Computer software that mimics intelligence focuses primarily on programming a library of encoded information and patterns that represent knowledge. That can enable a computer to answer questions or respond to environmental conditions, but only in a pre-programmed sense. The beauty of human-level intelligence is that the human mind has the ability to learn, to teach itself new facts, to recognize new patterns, to actually produce new knowledge.
We can also produce computers that embody quite a fair amount of the processing that occurs in the human mind, but we are still stymied by the vast ability of the mind to learn and produce knowledge and know-how itself.
Part of our lack of progress on the learning front is the simple fact that much of the demand for intelligent machines has been simply to replace humans for relatively mindless and rote activities. In other words, a focus on the economics of predictable production rather than creative and intuitive activities.
I would like to propose the overall sequence for a path forward towards intelligent machines. I call it the agent learning loop:
  1. We (humans) program an agent or collection of agents with some "basic" intelligence (knowledge and pattern recognition abilities.)
  2. We (humans) program those agents with the "basic" ability to "learn."
  3. We (humans) also program those agents with the ability to communicate their knowledge and learnings with other agents, as well as to simply be able to observe the activity of other agents and learn from their successes and failures.
  4. We (humans) program those agents with the ability to create new intelligent agents with comparable abilities of intelligence and abilities to learn. These agents are then able to learn and "know" incrementally more than us, their creators.
  5. These agents then create new agents, incrementally more intelligent than themselves, and the "loop" is repeated at step #1.
The theory is that each iteration of the loop incrementally increases the intelligence of the agents.
One key here is that multiple agents are needed at each step and that delegation, collaboration, and competition are critical factors in learning.
There is also a significant degree of Darwinian evolution in play here as well.
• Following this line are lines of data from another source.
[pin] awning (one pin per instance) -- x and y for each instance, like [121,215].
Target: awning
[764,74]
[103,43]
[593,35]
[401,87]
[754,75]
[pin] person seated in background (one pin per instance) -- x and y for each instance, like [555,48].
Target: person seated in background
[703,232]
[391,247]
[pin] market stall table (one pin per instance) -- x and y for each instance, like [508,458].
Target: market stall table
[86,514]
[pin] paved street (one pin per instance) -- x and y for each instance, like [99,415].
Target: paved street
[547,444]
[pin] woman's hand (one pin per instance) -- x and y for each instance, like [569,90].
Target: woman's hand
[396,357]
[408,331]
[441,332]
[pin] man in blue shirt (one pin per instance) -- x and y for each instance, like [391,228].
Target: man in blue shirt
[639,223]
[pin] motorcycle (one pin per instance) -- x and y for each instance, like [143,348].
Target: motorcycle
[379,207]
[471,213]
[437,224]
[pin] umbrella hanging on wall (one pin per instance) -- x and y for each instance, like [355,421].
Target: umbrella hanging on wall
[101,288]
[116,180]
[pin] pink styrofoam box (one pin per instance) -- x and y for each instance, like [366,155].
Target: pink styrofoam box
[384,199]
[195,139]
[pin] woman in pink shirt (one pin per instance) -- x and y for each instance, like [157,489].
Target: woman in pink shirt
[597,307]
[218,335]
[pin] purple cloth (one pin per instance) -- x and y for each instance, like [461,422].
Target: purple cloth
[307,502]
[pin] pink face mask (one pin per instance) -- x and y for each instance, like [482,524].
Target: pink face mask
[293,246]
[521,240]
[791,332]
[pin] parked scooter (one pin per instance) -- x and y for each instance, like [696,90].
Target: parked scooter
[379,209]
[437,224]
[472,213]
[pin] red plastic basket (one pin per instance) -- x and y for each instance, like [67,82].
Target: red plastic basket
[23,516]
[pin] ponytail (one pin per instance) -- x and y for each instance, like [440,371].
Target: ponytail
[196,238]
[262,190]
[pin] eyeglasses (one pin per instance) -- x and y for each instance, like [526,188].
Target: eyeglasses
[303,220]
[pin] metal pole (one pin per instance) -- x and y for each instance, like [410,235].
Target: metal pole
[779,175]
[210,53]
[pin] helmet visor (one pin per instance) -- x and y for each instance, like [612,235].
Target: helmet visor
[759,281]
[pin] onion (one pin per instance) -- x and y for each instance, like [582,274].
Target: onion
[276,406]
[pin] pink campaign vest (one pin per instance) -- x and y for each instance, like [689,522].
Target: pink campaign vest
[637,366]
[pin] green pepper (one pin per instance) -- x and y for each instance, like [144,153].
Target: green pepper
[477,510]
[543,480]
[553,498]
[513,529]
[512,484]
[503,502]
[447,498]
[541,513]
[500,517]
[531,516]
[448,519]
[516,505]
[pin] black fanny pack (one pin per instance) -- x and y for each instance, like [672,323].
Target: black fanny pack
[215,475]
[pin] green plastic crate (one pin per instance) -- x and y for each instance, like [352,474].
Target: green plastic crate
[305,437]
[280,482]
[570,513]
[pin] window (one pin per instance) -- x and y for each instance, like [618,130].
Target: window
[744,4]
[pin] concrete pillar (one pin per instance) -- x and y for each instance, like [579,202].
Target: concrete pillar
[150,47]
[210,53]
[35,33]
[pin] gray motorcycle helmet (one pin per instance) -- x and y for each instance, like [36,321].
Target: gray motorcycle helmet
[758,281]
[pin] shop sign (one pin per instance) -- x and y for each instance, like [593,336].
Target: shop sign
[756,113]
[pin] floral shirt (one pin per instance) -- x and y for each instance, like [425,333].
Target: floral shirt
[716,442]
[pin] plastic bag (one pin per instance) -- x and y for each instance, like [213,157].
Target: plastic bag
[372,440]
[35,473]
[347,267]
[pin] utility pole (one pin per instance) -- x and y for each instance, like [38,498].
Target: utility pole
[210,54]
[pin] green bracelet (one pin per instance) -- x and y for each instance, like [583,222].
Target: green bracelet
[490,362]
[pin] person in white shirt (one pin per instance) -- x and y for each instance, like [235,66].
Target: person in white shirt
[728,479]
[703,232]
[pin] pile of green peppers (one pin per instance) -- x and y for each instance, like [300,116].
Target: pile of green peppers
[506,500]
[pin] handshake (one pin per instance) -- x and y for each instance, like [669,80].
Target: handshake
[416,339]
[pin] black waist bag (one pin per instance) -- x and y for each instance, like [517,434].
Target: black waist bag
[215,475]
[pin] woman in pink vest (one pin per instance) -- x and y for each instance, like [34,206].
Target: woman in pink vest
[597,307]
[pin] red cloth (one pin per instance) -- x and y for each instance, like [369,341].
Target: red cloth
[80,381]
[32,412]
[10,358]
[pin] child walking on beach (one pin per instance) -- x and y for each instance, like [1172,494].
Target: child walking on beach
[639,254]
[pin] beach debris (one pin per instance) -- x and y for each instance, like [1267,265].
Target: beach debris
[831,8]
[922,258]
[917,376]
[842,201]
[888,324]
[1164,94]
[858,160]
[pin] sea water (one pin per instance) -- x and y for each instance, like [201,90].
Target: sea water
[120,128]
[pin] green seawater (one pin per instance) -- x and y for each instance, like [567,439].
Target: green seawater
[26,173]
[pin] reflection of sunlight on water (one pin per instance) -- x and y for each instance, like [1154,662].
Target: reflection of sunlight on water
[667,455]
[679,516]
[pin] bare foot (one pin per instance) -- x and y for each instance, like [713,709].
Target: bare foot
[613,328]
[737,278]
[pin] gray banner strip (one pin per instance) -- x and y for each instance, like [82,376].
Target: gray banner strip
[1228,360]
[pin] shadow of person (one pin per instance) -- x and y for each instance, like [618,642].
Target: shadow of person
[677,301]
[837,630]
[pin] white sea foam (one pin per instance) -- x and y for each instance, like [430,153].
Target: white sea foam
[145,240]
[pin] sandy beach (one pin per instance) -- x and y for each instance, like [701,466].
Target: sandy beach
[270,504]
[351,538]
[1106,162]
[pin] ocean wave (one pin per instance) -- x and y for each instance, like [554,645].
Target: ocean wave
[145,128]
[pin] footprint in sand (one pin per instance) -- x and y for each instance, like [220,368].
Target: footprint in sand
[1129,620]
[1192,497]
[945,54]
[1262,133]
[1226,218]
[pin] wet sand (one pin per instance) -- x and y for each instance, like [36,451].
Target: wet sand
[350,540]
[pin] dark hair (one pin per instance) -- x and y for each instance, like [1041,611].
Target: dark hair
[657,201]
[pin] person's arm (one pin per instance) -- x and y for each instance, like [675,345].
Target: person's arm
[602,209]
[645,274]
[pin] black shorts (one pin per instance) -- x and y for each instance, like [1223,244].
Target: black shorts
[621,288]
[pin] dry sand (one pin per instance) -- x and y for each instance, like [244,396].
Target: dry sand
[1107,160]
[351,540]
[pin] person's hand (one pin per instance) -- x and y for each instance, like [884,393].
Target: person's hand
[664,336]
True learning involves the taking of some degree of risk, such as with intuitive leaps, and sometimes even random selection when alternatives seem comparable in value, or even random selection on occasion when the choice might seem purely "rational." With a single agent risk is risky, but with multiple agents alternatives can be exploited in parallel. Agents that learn poorly or incorrectly will be at a disadvantage in the next generation and likely die off, although in some cases short-term "poor" behavior can sometimes flip over in future generations to have unexpected value as the environment itself evolves.
Communications between agents is critical, as is the ability to learn from failures. In fact, agents may "learn" to seek failure as a faster path to "successful" knowledge.